By Dan Green (NMLS #227607) for themortgagereports.com
Mortgage rates are worsening after the Federal Reserve’s December 2012 FOMC meeting.
For the third straight meeting, the nation’s central banker described the U.S. economy as improving; expanding “at a moderate pace”. The group also re-affirmed its plan to buy mortgage-backed bonds as a means to suppress mortgage rates and stimulate additional, longer-term economic growth.
Near-Unanimous Vote: No Change In Rates
Wednesday, for the Federal Open Market Committee (FOMC) voted to leave its Fed Funds Rate unchanged within its current range near 0.000%.
The 9-1 vote marks the tenth straight FOMC meeting to conclude with a near-unanimous vote.
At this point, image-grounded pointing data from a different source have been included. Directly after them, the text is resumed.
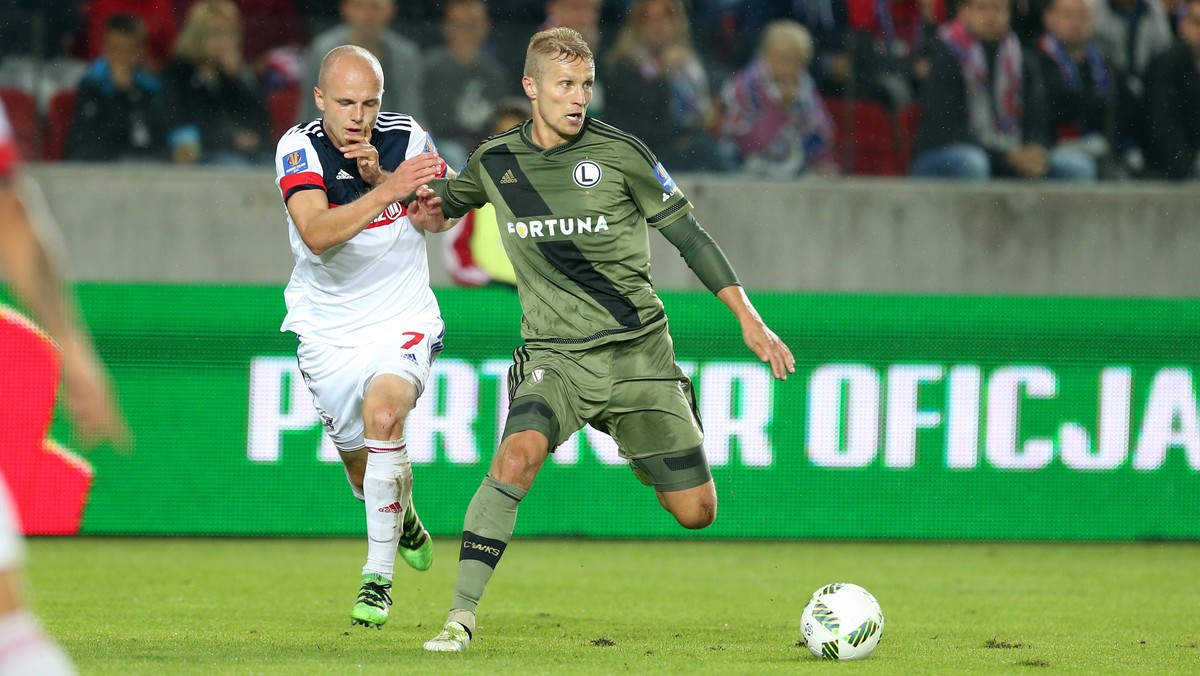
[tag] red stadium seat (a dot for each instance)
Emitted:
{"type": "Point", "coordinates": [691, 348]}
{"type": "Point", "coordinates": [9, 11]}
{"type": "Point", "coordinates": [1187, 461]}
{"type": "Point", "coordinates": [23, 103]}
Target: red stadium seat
{"type": "Point", "coordinates": [865, 136]}
{"type": "Point", "coordinates": [909, 119]}
{"type": "Point", "coordinates": [22, 111]}
{"type": "Point", "coordinates": [58, 124]}
{"type": "Point", "coordinates": [282, 106]}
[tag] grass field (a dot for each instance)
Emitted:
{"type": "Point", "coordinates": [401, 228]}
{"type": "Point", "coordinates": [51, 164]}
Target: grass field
{"type": "Point", "coordinates": [582, 606]}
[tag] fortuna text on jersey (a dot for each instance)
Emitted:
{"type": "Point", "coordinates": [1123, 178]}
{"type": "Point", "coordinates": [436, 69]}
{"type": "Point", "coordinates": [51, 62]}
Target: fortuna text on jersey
{"type": "Point", "coordinates": [558, 227]}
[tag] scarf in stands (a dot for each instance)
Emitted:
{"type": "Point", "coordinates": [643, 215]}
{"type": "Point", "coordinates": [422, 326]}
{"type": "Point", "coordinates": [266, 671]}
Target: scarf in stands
{"type": "Point", "coordinates": [777, 141]}
{"type": "Point", "coordinates": [995, 127]}
{"type": "Point", "coordinates": [1053, 47]}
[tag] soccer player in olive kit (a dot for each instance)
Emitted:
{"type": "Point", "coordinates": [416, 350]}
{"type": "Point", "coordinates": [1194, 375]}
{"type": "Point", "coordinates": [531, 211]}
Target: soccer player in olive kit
{"type": "Point", "coordinates": [575, 199]}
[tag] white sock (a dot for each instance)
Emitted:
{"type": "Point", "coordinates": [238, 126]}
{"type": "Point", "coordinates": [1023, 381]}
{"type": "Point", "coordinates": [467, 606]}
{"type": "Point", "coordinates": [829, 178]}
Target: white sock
{"type": "Point", "coordinates": [355, 490]}
{"type": "Point", "coordinates": [25, 648]}
{"type": "Point", "coordinates": [388, 485]}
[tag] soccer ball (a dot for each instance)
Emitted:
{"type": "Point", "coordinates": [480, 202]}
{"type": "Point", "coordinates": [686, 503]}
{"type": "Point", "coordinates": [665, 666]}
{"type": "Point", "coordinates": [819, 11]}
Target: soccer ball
{"type": "Point", "coordinates": [841, 621]}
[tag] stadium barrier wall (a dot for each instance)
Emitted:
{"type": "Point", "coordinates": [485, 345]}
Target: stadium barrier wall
{"type": "Point", "coordinates": [1013, 238]}
{"type": "Point", "coordinates": [909, 417]}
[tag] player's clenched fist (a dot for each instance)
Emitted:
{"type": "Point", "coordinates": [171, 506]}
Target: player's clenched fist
{"type": "Point", "coordinates": [415, 172]}
{"type": "Point", "coordinates": [359, 149]}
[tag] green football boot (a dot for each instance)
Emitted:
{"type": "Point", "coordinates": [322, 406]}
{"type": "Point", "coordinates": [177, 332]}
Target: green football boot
{"type": "Point", "coordinates": [375, 598]}
{"type": "Point", "coordinates": [415, 545]}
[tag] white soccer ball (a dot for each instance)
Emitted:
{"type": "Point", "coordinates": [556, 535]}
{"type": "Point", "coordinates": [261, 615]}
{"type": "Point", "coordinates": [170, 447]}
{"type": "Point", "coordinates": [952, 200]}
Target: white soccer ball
{"type": "Point", "coordinates": [841, 621]}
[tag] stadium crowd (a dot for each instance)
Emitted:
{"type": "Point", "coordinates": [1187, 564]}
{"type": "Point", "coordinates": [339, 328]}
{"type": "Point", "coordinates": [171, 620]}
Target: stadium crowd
{"type": "Point", "coordinates": [965, 89]}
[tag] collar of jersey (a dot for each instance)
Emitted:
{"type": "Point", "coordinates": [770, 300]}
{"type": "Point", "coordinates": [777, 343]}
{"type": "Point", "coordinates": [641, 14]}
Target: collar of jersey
{"type": "Point", "coordinates": [562, 147]}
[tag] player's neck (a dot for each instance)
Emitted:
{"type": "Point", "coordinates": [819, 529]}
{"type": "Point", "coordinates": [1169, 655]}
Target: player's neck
{"type": "Point", "coordinates": [546, 137]}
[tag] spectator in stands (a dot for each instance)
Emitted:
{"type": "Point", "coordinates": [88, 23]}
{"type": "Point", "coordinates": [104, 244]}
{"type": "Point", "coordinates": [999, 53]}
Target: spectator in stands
{"type": "Point", "coordinates": [1132, 33]}
{"type": "Point", "coordinates": [473, 252]}
{"type": "Point", "coordinates": [119, 113]}
{"type": "Point", "coordinates": [900, 31]}
{"type": "Point", "coordinates": [846, 64]}
{"type": "Point", "coordinates": [157, 16]}
{"type": "Point", "coordinates": [1085, 99]}
{"type": "Point", "coordinates": [983, 109]}
{"type": "Point", "coordinates": [214, 111]}
{"type": "Point", "coordinates": [659, 89]}
{"type": "Point", "coordinates": [1176, 11]}
{"type": "Point", "coordinates": [469, 84]}
{"type": "Point", "coordinates": [268, 24]}
{"type": "Point", "coordinates": [365, 24]}
{"type": "Point", "coordinates": [1173, 97]}
{"type": "Point", "coordinates": [773, 119]}
{"type": "Point", "coordinates": [581, 15]}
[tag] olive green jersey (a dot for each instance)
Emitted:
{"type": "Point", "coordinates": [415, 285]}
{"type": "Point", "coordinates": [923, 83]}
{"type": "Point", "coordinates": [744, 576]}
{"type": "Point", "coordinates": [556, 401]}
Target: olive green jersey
{"type": "Point", "coordinates": [575, 221]}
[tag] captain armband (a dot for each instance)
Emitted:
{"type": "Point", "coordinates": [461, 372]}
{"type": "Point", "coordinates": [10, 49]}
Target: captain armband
{"type": "Point", "coordinates": [701, 253]}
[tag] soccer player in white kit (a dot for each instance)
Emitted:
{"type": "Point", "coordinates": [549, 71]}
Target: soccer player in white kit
{"type": "Point", "coordinates": [359, 298]}
{"type": "Point", "coordinates": [33, 274]}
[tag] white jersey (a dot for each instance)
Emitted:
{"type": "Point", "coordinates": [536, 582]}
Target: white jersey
{"type": "Point", "coordinates": [376, 283]}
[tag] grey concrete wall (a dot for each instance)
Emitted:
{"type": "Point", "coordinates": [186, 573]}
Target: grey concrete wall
{"type": "Point", "coordinates": [166, 223]}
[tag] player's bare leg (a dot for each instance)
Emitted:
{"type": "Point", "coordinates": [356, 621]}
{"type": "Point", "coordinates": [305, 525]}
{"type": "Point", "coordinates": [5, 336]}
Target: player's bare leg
{"type": "Point", "coordinates": [387, 489]}
{"type": "Point", "coordinates": [693, 508]}
{"type": "Point", "coordinates": [487, 530]}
Richmond Federal Reserve President Jeffrey Lacker was the lone dissenter and Federal Reserve members have now voted to keep the Fed Funds Rate near 0.000% through 32 consecutive FOMC meetings — a streak dating to December 2008.
A rock-bottom Fed Funds Rate is meant to stimulate the U.S. economy. When the Fed Funds Rate is low, borrowing costs are reduced for businesses and consumers.
In its post-meeting press release Wednesday, the Federal Reserve noted that household spending is rising; that the housing sector has shown additional signs of improvement; and that employment, although improved over prior quarters, but remains dogged by an “elevated” unemployment rate.
Employment — along with inflation — are key issues for the Federal Reserve. The group has a dual mandate of price stability and maximum employment. Inflation is expected to remain low in the medium-term, which is good for the housing market and refinancing homeowners.
Inflation leads to higher mortgage rates.
Mortgage Rates Worsening Post-FOMC
The Federal Reserve used its post-meeting press release to signal when it may start changing its monetary policies.
For example, for the first time, the Federal Reserve offered a specific jobless rate at which it will begin to consider raising the Fed Funds Rate from its current target range near zero percent. Previously, the Fed has said it will monitor jobs growth as part of its decision-making process. Today, it set a target.
The Fed’s Unemployment Rate target to begin raising the Fed Funds Rate is 6.5%.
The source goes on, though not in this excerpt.